This repository houses code for the waveome package - an easy to use and powerful Python library that analyzes longitudinal data using Gaussian processes.
waveome is a computational method for longitudinal data analysis particularly to characterize and identify temporal dynamics of omics and clinical variables in association with the phenotype of interest. It employs the Gaussian processes as prior to implement a nonparametric estimation for the dynamics of the underlying measurements.
Key features:
- Generality: waveome is a new computational tool for identifying temporal dynamics significantly associated with phenotypes of interest.
- Validation: A comprehensive evaluation of waveome performance using synthetic data generation with known ground truth for genotype-phenotype association testing.
- Interpretation: By prioritizing comprehensive and flexible kernel functions, waveome significantly reduces computational costs.
- Elegance: User-friendly, open-source software allowing for high-quality visualization and statistical tests.
- Optimization: Since omics data are often very high dimensional, all modules have been written and benchmarked for computing time.
- Documentation: Open-source GitHub repository of code complete with tutorials and a wide range of real-world applications.
Citation:
Allen Ross, Ali Reza Taheriouyn, Jason Llyod-Price, Ali Rahnavard (2024). **waveome: characterizing temporal dynamics of metabolites in longitudinal studies **, https://github.com/omicsEye/waveome/.
- Generic software that can handle any kind of sequencing data and phenotypes
- One place to perform all analyses and produce high-quality visualizations
- Optimized computation
- User-friendly software
- Provides temporal dynamics, associated omics features, and metadata
- Enhanced with diagnostic and summarizing visualizations
Running waveome requires multiple steps, including installing waveome package, loading data in the required format, specifying covariates and outcomes ( omics features), running kernel services (takes some time and computing resources), and visualizing overall and individual associations. All these steps are demonstrated in the waveome_overview.ipynb notebook as a template (an example of the package modeling simulated data) that you can use and modify for your input data. Each step is explained with details in following sections of this tutorial.
To install the package it is suggested that you create a new conda environment (required to have Python >= 3.9 and <= 3.11 for tensorflow)
Installation of waveome is processed in a conda environment. You therefore need to install conda first. Go to the Anaconda website and download the latest version for your operating system.

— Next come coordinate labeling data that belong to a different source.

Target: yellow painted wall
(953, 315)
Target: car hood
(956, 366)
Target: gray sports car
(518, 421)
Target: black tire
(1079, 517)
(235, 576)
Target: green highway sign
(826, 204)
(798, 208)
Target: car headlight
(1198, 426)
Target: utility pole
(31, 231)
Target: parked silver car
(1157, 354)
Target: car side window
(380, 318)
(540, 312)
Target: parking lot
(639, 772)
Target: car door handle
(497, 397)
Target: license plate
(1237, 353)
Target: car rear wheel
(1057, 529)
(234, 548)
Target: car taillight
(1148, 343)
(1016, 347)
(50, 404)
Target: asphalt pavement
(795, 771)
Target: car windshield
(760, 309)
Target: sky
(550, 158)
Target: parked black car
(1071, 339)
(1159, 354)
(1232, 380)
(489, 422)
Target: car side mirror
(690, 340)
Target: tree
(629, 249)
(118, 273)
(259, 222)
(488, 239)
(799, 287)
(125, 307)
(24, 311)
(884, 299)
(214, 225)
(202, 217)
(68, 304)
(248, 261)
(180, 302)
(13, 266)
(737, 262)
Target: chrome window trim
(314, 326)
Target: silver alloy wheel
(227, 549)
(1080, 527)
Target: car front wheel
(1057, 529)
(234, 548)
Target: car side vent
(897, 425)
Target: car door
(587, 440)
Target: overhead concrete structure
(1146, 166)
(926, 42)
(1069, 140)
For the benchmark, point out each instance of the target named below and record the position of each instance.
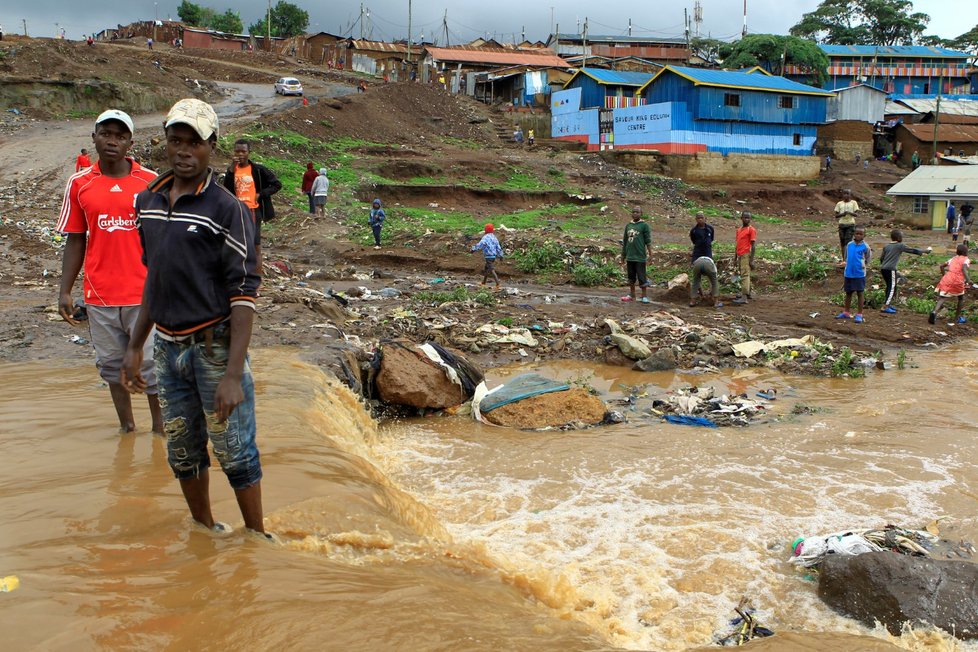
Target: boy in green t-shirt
(636, 247)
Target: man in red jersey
(98, 216)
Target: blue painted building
(896, 69)
(732, 112)
(607, 89)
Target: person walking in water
(98, 216)
(492, 250)
(953, 284)
(320, 191)
(636, 249)
(376, 221)
(845, 211)
(254, 184)
(888, 262)
(307, 179)
(201, 285)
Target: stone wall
(712, 166)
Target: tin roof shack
(608, 89)
(456, 62)
(662, 50)
(902, 69)
(921, 197)
(851, 115)
(517, 85)
(194, 37)
(321, 48)
(379, 58)
(952, 139)
(734, 112)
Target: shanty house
(921, 197)
(608, 89)
(731, 112)
(896, 69)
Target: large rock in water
(892, 588)
(406, 379)
(549, 411)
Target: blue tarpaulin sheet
(519, 388)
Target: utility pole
(584, 43)
(937, 120)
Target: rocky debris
(701, 406)
(632, 347)
(662, 360)
(894, 589)
(574, 406)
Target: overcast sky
(468, 19)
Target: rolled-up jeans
(187, 375)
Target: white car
(288, 86)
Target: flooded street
(444, 534)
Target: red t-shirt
(745, 236)
(102, 207)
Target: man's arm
(71, 265)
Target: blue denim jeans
(187, 376)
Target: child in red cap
(489, 244)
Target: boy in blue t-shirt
(858, 256)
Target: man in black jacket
(254, 184)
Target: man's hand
(66, 308)
(227, 397)
(130, 377)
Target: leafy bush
(808, 268)
(482, 296)
(590, 273)
(539, 258)
(845, 364)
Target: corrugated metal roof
(946, 133)
(922, 51)
(380, 46)
(951, 107)
(614, 77)
(547, 59)
(672, 40)
(934, 180)
(742, 80)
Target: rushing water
(441, 534)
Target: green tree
(287, 20)
(773, 52)
(863, 22)
(967, 41)
(190, 13)
(229, 21)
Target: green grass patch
(482, 297)
(591, 272)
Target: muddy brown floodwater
(440, 534)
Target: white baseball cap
(196, 114)
(116, 114)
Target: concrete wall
(903, 214)
(711, 166)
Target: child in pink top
(953, 283)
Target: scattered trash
(746, 626)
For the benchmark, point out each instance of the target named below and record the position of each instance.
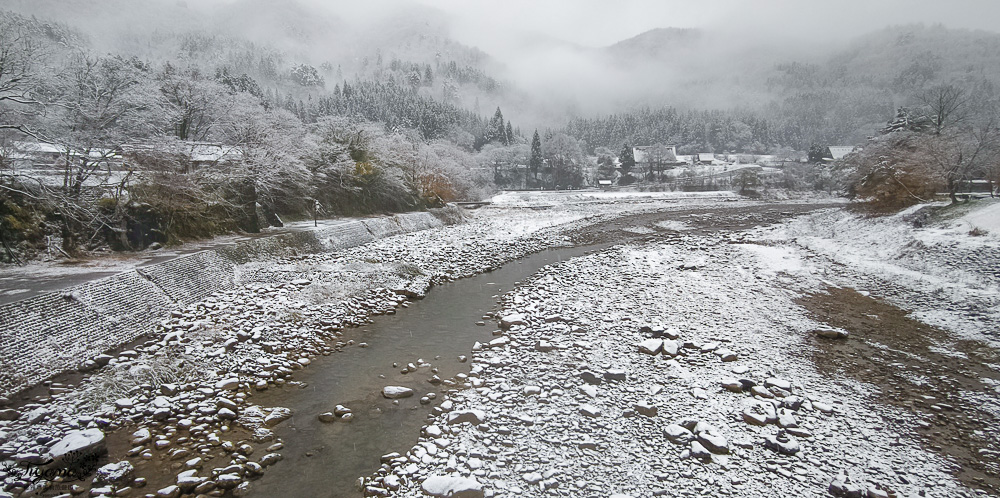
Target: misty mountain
(656, 45)
(756, 100)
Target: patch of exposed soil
(699, 221)
(919, 369)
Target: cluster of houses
(49, 163)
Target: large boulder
(452, 486)
(278, 415)
(78, 448)
(119, 473)
(508, 321)
(396, 392)
(474, 417)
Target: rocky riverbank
(684, 367)
(174, 414)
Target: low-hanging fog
(555, 59)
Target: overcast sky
(603, 22)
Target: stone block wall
(56, 331)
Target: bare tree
(19, 54)
(960, 156)
(947, 106)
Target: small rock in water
(396, 392)
(452, 486)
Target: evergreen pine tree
(627, 160)
(536, 156)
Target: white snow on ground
(673, 225)
(530, 198)
(952, 270)
(549, 432)
(987, 218)
(774, 259)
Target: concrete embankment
(61, 330)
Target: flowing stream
(326, 459)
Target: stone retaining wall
(56, 331)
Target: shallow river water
(325, 460)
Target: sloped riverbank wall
(56, 331)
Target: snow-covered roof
(839, 151)
(641, 152)
(38, 148)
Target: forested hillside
(190, 133)
(837, 99)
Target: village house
(656, 155)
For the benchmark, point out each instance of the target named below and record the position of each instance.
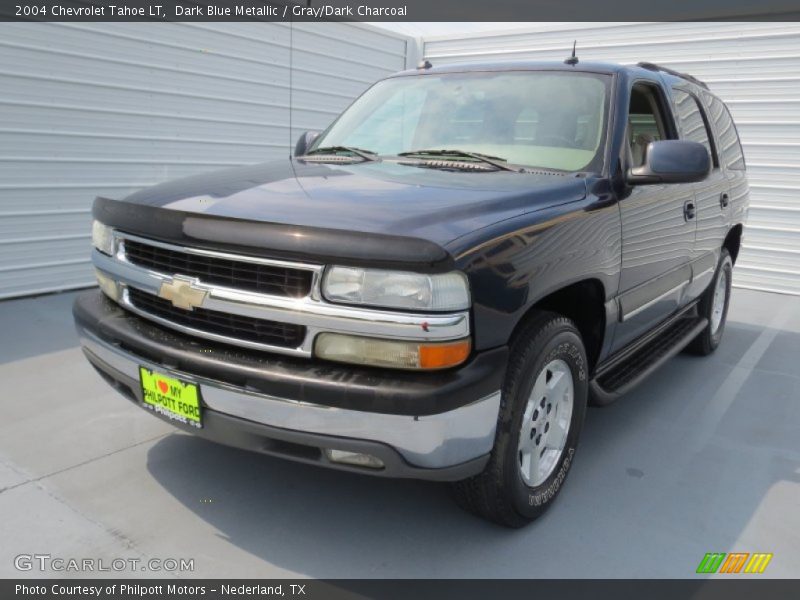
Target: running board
(631, 368)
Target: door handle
(689, 210)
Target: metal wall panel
(753, 67)
(103, 109)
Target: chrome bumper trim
(434, 441)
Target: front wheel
(541, 414)
(713, 306)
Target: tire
(708, 340)
(511, 490)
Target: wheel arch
(733, 241)
(583, 302)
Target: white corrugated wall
(104, 109)
(753, 67)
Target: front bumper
(422, 425)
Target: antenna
(291, 60)
(572, 60)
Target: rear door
(712, 194)
(658, 225)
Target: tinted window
(730, 150)
(647, 121)
(693, 122)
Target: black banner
(397, 10)
(297, 589)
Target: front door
(658, 226)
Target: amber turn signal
(399, 354)
(441, 356)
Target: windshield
(544, 119)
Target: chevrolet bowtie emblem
(182, 293)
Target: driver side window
(646, 122)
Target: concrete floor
(703, 457)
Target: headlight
(396, 289)
(103, 237)
(391, 353)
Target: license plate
(175, 399)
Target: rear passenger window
(693, 122)
(729, 147)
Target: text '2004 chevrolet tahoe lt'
(437, 285)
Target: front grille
(211, 321)
(237, 274)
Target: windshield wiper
(495, 161)
(365, 154)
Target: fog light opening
(355, 459)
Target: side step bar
(634, 364)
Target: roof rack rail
(655, 67)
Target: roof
(520, 65)
(534, 65)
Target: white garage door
(754, 67)
(104, 109)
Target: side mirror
(304, 143)
(672, 161)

- For Windows users: do not forget to add conda to your system PATH. It will be asked as a part of installation procedure.
- Make sure about conda availability. Open a terminal (or command line for Windows users) and run:
conda --version
It should output something like:
conda 23.7.4
if not, you must make conda available to your system for further steps. If you have problems adding conda to PATH, you can find instructions here.
If you are using Windows operating system, please make sure you have both git and 'Microsoft Visual C++ 14.0' or later installed. You need also to install Microsoft C++ build tools. In case you face issues with this step, this link may help you.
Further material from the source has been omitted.